Chris Seeley from ARK Consultancy sees exciting opportunities ahead for local authorities to build homes again at scale – but only if they can put in place the right culture, people, skills, tools and partnerships.
The Government’s Housing White Paper at the start of the year held out the appealing prospect of councils getting back into volume homebuilding again, after a generation of being pretty much out of the game. The long-overdue recognition that we simply need to build more homes fast, and the desire to diversify an industry dominated by big, commercial players unlocks the opportunity for local authorities to limber up and show what they can do.
Devolved authorities and those ‘with ambition’ in areas of high housing need will be able to tap into some extra funds for accelerated schemes and infrastructure. But before they sprint back into action, councils need to be clear about what they need in order to build again successfully, in 21st century market conditions.
So what’s on the essential kit list?
Political leadership and stability – with so much uncertainty at national and international level, local politicians have a crucial role to play in securing reliable, long-term commitment to homebuilding. This is too big and important an issue to get thrown off course or into reverse whenever there’s a change of political control. It demands continuing, all-party consensus that council staff and partners can trust.
Campaigns – councillors and executives need to unequivocally make the case for more homes in their areas. This needs to become an overtly populist and shared cause, where the majority is prepared to take on and bargain with those who resist more homes, even in the Green Belt.
Partnerships – even if resources were unlimited, the days of authorities being able to do things entirely on their own are long gone. The municipal instinct may still burn bright (and have its attractions) in some places, but modern housebuilding relies on a complex set of interdependent relationships between diverse specialists. So councils need to get good at working with everyone from land agents, housebuilders, housing associations and institutional funders, to procurement consortia and materials supply chains.
Speed – traditional local government structures, working practices and decision-making are ill-suited to the rapid action needed to deliver accelerated housing supply. It’s encouraging to see many authorities (for example, Cambridge City and Cambridgeshire County Councils) forming special companies and other vehicles to bring a more urgent, commercial mindset and focus. But these need to have real freedom to act and compete with the private sector on level terms.
New products and production methods – while there’s clearly huge demand for affordable homes, councils shouldn’t mistake this for people necessarily wanting what they’ve provided in the past. Large, mono-tenure developments have proved problematic, and what many consumers really desire now is the ability to switch between various types of occupation and ways of paying at different life stages – ideally in the same property. Councils are in a great position to innovate around new tenure options, and boost the viability of off-site manufactured and other quick-build homes, through their combined buying power.
Community-building skills – constructing dwellings is the easy bit.

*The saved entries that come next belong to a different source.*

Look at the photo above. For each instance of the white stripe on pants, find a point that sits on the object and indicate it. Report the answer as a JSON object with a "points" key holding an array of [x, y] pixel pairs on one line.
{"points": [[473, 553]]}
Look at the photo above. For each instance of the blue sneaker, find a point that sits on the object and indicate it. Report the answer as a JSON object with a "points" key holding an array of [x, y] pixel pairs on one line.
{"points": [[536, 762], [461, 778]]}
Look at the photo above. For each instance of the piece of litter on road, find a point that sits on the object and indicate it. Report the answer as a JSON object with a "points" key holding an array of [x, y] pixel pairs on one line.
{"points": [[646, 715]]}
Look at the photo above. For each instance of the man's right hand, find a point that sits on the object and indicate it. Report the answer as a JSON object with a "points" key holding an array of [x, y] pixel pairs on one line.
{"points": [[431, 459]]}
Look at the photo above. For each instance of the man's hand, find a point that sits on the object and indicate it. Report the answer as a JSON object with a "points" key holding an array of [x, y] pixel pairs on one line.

Councils will really be judged on how well they’re able to create and sustain pleasant, thriving communities where people want to stay. The upcoming new generation of garden cities and villages will particularly put this to the test, but it’s important everywhere. Health, education, transport, shops, leisure and other community amenities provide the vital glue to bind new neighbourhoods together.

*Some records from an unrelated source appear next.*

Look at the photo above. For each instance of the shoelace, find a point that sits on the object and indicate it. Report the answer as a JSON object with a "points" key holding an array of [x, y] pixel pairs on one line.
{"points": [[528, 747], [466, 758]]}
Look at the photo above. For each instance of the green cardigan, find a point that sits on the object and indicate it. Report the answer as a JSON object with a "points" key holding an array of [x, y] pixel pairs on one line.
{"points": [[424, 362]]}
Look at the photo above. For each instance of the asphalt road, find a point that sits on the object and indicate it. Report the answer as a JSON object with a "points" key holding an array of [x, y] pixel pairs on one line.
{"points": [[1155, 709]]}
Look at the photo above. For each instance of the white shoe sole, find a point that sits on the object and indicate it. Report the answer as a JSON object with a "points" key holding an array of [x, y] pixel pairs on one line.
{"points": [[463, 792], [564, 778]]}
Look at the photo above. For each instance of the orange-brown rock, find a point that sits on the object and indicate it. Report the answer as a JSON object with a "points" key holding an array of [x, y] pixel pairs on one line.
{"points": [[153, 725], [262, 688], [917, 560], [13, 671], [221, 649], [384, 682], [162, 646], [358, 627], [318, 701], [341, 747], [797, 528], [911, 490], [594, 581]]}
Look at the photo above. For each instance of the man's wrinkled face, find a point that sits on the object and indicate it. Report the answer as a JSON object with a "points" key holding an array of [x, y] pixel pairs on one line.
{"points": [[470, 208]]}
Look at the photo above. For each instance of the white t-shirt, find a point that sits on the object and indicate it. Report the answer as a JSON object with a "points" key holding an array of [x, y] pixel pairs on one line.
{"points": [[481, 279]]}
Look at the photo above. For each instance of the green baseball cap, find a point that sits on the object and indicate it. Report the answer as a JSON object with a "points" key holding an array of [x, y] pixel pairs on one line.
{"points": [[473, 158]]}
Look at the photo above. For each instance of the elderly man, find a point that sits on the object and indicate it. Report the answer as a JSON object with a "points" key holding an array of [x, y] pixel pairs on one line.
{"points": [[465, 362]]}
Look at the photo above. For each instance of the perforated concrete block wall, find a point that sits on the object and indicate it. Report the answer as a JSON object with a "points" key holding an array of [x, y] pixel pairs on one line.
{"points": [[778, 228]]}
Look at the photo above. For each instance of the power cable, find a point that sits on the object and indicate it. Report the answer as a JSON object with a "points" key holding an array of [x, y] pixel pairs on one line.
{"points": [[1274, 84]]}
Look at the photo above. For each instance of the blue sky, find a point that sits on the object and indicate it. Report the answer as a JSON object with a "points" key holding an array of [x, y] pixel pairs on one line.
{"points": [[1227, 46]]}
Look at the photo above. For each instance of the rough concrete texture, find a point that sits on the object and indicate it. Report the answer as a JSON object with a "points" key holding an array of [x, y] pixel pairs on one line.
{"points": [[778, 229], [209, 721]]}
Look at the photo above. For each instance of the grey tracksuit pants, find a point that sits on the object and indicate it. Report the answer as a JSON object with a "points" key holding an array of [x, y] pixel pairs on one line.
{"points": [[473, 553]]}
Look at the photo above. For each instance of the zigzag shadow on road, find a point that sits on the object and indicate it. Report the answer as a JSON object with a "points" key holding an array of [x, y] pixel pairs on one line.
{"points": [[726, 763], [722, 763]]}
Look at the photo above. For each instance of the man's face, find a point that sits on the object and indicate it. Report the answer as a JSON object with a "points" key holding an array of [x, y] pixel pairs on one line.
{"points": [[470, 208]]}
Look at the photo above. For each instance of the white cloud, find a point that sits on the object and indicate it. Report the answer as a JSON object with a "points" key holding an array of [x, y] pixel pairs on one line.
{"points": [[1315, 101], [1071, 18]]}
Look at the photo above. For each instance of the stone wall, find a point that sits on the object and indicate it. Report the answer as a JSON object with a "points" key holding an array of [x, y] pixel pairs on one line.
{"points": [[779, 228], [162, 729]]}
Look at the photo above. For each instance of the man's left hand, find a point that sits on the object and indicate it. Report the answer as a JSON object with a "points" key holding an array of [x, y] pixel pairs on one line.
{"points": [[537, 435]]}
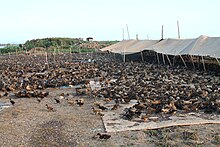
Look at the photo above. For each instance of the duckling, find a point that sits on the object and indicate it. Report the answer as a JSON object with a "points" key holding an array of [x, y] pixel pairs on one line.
{"points": [[5, 94], [104, 136], [11, 101], [96, 103], [96, 111], [49, 108], [102, 107], [107, 99], [115, 107], [144, 118], [80, 102], [71, 102]]}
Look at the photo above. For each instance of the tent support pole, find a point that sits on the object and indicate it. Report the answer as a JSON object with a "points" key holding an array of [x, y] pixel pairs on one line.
{"points": [[142, 58], [124, 55], [203, 63], [183, 61], [174, 60], [192, 61], [163, 59], [158, 60], [217, 61], [168, 59]]}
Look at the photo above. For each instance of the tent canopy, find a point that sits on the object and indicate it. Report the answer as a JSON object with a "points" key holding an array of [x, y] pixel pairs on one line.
{"points": [[201, 46]]}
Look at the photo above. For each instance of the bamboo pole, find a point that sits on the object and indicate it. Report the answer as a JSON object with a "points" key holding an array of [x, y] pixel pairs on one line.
{"points": [[192, 62], [168, 59], [54, 55], [128, 32], [178, 29], [183, 60], [163, 59], [218, 61], [46, 58], [124, 58], [174, 60], [203, 62], [142, 58], [158, 60]]}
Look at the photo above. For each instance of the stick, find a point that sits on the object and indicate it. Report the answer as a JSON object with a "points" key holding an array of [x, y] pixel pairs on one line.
{"points": [[178, 29], [183, 61], [163, 59], [192, 62], [168, 59], [203, 63]]}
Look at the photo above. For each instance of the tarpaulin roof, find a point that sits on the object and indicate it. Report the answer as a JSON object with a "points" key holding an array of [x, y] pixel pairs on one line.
{"points": [[201, 46], [130, 46]]}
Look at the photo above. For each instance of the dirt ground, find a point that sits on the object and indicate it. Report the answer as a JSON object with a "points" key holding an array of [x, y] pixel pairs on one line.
{"points": [[29, 123]]}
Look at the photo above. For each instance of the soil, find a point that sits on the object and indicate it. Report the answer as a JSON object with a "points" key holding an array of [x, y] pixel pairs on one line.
{"points": [[29, 123]]}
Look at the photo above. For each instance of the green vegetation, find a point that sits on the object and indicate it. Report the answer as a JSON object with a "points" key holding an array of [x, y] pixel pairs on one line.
{"points": [[11, 49], [73, 45]]}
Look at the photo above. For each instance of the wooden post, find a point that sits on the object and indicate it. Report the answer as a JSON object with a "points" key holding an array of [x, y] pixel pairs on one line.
{"points": [[218, 61], [124, 59], [46, 58], [174, 60], [192, 62], [54, 54], [183, 60], [128, 32], [178, 29], [168, 59], [142, 58], [158, 60], [203, 63], [123, 34], [163, 59]]}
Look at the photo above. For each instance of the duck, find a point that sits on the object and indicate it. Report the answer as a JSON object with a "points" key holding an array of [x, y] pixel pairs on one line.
{"points": [[49, 108], [104, 136], [71, 102], [80, 102], [11, 101], [57, 101]]}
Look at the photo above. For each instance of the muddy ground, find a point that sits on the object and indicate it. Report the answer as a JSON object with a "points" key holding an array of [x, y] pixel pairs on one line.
{"points": [[29, 123]]}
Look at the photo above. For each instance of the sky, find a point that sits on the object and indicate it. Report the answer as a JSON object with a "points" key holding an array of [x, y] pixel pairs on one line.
{"points": [[22, 20]]}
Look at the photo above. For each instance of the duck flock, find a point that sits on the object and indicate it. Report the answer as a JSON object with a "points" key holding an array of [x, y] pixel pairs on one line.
{"points": [[158, 89]]}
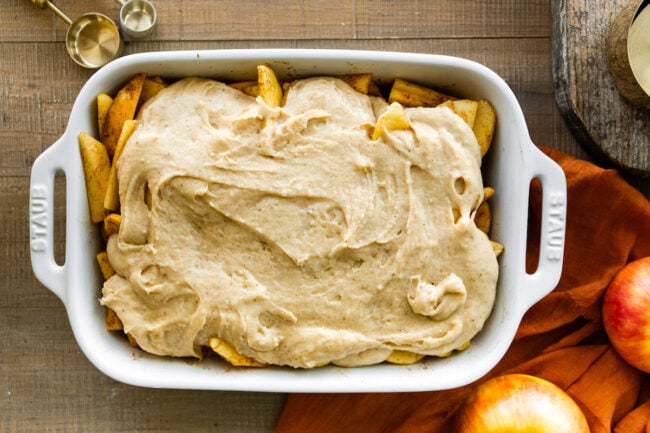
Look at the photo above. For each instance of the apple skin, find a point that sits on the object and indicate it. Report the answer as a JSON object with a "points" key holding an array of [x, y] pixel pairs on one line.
{"points": [[520, 403], [626, 313]]}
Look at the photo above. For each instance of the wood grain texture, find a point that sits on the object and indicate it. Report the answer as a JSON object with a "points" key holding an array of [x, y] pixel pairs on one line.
{"points": [[46, 384], [614, 131]]}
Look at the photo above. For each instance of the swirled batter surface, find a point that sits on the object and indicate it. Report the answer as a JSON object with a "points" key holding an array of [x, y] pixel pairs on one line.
{"points": [[293, 235]]}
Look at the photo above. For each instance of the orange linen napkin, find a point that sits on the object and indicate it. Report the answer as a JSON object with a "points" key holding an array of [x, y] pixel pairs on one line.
{"points": [[560, 339]]}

Jobs and skills – with Britain’s exit from the European Union likely to cause a dip in the availability of skilled construction labour, councils need to act quickly to put training and apprenticeship schemes in place to ensure a viable future workforce. New homes inject money into local economies, so authorities should also make sure their housebuilding programmes directly tackle youth and long-term unemployment in their areas. And they will have to be imaginative about how and where they go to find the necessary programme and technical expertise.

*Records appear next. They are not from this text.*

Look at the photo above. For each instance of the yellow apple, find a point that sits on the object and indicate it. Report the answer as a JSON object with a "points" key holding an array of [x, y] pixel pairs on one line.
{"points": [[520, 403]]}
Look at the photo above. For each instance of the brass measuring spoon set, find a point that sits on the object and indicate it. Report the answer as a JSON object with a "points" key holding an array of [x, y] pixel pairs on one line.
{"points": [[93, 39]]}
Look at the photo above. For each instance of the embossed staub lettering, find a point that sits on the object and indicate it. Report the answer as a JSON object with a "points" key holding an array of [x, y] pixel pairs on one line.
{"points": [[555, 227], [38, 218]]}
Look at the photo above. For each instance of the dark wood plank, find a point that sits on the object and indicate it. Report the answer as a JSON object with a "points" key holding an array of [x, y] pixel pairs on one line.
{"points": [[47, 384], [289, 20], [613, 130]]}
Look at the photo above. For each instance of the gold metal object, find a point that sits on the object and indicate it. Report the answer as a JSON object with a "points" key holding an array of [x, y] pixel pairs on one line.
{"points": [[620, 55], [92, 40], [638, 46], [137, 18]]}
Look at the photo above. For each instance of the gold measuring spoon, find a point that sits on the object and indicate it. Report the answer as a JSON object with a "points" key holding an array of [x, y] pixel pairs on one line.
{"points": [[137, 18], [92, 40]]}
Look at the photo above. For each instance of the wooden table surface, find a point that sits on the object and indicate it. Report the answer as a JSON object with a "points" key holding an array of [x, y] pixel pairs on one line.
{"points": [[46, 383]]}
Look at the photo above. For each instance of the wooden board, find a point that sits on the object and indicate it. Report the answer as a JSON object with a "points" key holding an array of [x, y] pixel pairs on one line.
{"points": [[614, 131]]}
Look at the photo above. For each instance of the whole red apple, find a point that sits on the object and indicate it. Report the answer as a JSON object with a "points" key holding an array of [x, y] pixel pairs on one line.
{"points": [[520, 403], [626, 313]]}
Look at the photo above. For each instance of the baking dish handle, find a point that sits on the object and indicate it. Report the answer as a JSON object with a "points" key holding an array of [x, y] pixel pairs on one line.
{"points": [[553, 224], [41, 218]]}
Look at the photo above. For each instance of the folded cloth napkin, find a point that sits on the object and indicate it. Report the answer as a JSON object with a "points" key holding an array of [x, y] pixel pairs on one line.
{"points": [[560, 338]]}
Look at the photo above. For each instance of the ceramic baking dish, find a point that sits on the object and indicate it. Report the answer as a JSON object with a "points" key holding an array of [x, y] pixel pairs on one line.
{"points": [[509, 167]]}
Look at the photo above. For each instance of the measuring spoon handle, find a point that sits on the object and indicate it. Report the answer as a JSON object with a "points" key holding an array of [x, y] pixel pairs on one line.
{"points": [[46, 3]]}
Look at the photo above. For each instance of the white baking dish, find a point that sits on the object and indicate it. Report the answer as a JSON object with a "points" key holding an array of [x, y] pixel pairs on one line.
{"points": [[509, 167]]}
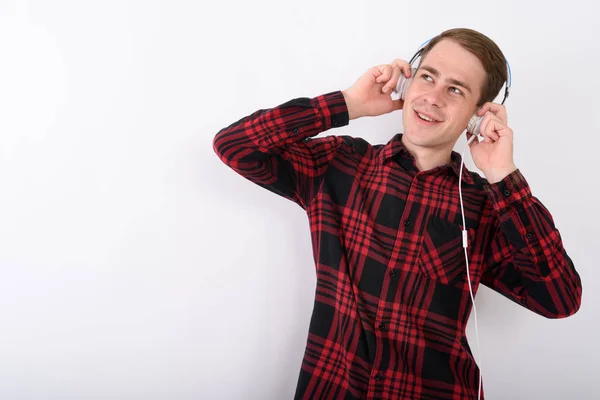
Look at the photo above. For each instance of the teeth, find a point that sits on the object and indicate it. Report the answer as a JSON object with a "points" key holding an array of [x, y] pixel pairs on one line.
{"points": [[425, 117]]}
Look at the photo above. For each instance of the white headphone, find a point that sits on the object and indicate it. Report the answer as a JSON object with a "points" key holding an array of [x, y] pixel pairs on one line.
{"points": [[475, 122]]}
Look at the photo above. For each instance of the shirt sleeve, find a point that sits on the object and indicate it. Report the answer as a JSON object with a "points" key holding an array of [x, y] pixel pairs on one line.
{"points": [[274, 147], [526, 259]]}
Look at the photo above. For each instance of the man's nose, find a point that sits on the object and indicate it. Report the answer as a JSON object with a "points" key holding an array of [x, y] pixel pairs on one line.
{"points": [[435, 96]]}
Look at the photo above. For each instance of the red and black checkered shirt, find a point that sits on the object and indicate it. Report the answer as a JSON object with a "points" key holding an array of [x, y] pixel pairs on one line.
{"points": [[392, 297]]}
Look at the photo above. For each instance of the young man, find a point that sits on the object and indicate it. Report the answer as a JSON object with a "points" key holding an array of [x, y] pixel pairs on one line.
{"points": [[392, 298]]}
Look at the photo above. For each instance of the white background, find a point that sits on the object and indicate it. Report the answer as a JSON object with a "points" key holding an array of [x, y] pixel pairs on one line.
{"points": [[135, 265]]}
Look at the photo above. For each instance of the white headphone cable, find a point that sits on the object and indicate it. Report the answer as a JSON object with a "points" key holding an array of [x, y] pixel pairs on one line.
{"points": [[465, 244]]}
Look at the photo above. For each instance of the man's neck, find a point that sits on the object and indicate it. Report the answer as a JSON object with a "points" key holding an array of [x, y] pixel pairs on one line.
{"points": [[428, 158]]}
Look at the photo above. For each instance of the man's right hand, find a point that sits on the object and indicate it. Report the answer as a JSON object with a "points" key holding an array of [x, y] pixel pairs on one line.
{"points": [[371, 94]]}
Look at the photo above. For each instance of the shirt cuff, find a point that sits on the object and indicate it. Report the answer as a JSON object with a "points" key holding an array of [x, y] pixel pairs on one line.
{"points": [[510, 190], [333, 109]]}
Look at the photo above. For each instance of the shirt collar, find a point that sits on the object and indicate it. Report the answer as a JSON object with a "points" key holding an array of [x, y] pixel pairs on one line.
{"points": [[395, 147]]}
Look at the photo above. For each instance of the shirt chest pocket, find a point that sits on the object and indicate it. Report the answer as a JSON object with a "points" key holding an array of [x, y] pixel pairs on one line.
{"points": [[441, 255]]}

New money and risk appetite – to become major builders again, councils will need to go far beyond the familiar sources of capital finance to fund new homes. This means getting into close and potentially complicated deals with institutional investors and other innovative ways of accessing money, including overseas funds. These carry very different and sometimes significant risks, which are a long way from the old days of the Public Works Loan Board.
All this is, of course, on top of the much bigger and more dynamic roles that councils are now expected to play in identifying housing demand, enabling private development, attracting outside investment, assembling/releasing land and speeding up planning permission.
Encouragingly, the White Paper points out that twice as many council homes were built in England in the past five years, compared to the period 1997 to 2010. But the numbers are currently small – with just over 2,000 council homes completed in England during the year ending 31 December 2016 (less than 1.5 per cent of total output).
A welcome recall to the first-team of the nation’s homebuilders is within the grasp of determined and far-sighted councils who are prepared to invest in all these essentials. Elected authorities are important, long-term guardians of the communities they serve. So at a time of growing national housing emergency, they deserve the chance to revisit and improve on their heritage as builders.
Imagine what 20,000 – or 200,000 – council-built homes each year would do for the country and the prospects of future generations.